Designed to give students the essential skills to succeed in the Engineering Academy, the Engineering Principles & Problem Solving course delves into measurement, force and motion, and energy. Though not mandatory, this is the suggested first course for the Engineering Academy. By working with and making rulers, students learn about linear measurement and fractions. As they create a Rube Goldberg-inspired machine, students discover how to use simple machines together to create mechanical advantage. And they apply concepts such as kinetic and potential energies, velocity, and designing for efficiency and to specifications by building and experimenting with mousetrap and egg-drop vehicles.
The Simple Machines: Pulleys activity provides students the opportunity to learn about the mechanical advantage gained by using a pulley.

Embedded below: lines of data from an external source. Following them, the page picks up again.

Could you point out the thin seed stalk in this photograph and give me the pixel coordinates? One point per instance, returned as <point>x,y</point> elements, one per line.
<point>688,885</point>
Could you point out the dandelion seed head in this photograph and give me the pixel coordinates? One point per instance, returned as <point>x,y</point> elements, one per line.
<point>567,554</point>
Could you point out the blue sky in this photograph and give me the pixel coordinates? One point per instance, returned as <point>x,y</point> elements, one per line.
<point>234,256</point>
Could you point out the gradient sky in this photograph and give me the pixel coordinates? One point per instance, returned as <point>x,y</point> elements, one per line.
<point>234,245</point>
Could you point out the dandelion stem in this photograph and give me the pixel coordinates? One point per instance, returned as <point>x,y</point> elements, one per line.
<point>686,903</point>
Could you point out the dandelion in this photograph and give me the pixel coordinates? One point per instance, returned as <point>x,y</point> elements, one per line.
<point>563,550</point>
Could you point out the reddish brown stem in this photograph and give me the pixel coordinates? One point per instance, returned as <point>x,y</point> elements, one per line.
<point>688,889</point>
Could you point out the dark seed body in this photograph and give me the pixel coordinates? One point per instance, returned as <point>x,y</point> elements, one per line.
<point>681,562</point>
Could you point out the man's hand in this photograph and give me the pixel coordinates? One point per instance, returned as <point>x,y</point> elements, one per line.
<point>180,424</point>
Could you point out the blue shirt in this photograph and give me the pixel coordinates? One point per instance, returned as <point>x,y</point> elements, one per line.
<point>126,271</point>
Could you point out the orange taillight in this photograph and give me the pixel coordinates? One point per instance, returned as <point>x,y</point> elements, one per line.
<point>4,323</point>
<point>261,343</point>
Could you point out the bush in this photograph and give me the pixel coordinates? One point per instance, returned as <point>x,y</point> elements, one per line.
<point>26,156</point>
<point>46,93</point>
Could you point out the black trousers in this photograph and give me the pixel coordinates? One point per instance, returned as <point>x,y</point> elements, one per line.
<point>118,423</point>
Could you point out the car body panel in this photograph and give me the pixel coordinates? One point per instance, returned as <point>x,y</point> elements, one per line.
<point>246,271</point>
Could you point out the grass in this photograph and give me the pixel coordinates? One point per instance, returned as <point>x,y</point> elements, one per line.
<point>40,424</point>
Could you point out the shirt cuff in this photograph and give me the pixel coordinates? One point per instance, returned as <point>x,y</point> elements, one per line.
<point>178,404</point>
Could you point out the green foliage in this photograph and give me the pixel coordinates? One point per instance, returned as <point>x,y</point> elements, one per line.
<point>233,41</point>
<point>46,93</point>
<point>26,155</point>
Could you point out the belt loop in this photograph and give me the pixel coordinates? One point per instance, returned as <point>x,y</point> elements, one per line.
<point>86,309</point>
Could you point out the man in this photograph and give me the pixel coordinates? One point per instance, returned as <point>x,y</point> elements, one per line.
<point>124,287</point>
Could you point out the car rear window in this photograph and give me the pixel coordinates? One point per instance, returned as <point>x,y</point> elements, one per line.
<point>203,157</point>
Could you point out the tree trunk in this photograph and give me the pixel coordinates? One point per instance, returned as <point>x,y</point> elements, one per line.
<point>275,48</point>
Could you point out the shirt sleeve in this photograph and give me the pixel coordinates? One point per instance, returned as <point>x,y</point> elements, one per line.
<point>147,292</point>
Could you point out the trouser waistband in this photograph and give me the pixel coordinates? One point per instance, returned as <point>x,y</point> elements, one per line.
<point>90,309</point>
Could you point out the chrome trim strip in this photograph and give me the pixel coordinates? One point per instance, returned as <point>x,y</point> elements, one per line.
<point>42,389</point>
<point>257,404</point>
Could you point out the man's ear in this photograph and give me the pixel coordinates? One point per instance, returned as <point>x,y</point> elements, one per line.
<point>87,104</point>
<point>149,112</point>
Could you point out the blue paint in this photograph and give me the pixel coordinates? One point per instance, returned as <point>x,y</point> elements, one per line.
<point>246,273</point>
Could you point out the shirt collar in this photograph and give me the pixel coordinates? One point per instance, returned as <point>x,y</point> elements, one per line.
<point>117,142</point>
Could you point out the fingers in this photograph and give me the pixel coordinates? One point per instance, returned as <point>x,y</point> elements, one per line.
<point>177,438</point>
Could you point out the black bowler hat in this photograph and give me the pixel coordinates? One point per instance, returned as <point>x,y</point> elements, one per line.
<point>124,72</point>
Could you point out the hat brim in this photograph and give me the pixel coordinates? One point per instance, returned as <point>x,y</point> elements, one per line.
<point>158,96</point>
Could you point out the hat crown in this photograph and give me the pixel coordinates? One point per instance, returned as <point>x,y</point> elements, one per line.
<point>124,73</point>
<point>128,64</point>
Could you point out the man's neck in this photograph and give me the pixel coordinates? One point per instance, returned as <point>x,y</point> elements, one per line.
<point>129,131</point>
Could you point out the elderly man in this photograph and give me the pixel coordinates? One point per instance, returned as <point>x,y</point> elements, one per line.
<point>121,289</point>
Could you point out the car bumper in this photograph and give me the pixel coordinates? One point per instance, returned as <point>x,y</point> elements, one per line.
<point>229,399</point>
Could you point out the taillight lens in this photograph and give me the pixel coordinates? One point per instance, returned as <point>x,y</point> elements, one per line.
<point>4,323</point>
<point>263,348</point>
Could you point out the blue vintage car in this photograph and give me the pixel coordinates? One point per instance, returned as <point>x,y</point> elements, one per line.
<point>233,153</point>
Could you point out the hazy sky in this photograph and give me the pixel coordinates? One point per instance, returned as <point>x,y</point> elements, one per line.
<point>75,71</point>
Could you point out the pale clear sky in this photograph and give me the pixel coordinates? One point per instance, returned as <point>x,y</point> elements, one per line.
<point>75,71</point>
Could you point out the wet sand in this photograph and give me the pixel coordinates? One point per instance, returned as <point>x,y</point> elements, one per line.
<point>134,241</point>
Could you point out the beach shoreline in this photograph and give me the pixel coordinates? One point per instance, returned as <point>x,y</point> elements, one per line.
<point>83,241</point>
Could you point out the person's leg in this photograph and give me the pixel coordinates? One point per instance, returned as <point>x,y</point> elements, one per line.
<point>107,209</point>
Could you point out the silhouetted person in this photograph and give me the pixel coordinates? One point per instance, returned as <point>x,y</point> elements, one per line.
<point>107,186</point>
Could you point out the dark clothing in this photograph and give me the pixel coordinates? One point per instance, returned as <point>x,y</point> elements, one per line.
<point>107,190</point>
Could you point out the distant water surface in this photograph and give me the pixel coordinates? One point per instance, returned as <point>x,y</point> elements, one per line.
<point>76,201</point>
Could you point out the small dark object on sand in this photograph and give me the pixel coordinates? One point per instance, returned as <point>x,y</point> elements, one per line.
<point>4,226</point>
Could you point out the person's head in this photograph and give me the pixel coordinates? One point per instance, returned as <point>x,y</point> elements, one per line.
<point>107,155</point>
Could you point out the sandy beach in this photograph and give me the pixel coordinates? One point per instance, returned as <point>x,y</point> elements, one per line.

Experimenting with a Forces & Simple Machines Kit, students create fixed and movable pulley systems. They use spring scales and hooked masses to determine the force required to hold up each mass with each pulley system, recording the data as they go. Students evaluate the data to answer questions about mechanical advantage, angle of effort, and which system would be best to lift a large load.
Green careers are predicted to have exponential growth, making green engineering skills not only important for the future of the environment but also for future career potential. In Green Engineering, students learn how to become energy conscious and to assess the environmental impact of products. Then, they delve into green technologies by experimenting with solar vehicles, solar cookers, wind turbines, maglev technology, and fuel cell vehicles. Plus, they learn about recycling and watersheds. Throughout the course, students are challenged to apply what they learn to assess and make suggestions to make their school and home more energy efficient, to design an off-the-grid house, and to create a water-filtration system.
The culminating activity for Unit 1 is the Sustainable School Challenge, which encourages students to utilize the knowledge they gained about alternative energy and energy consciousness in earlier activities.
To complete the challenge, students work in teams of four to evaluate their own school’s sustainability. Using an electrical watt meter and a careful physical examination of the school building, they collect data regarding the building’s construction, water heating, heating and cooling systems, lighting, and more. Each team makes recommendations for ways the school can become more energy efficient and use alternative energies.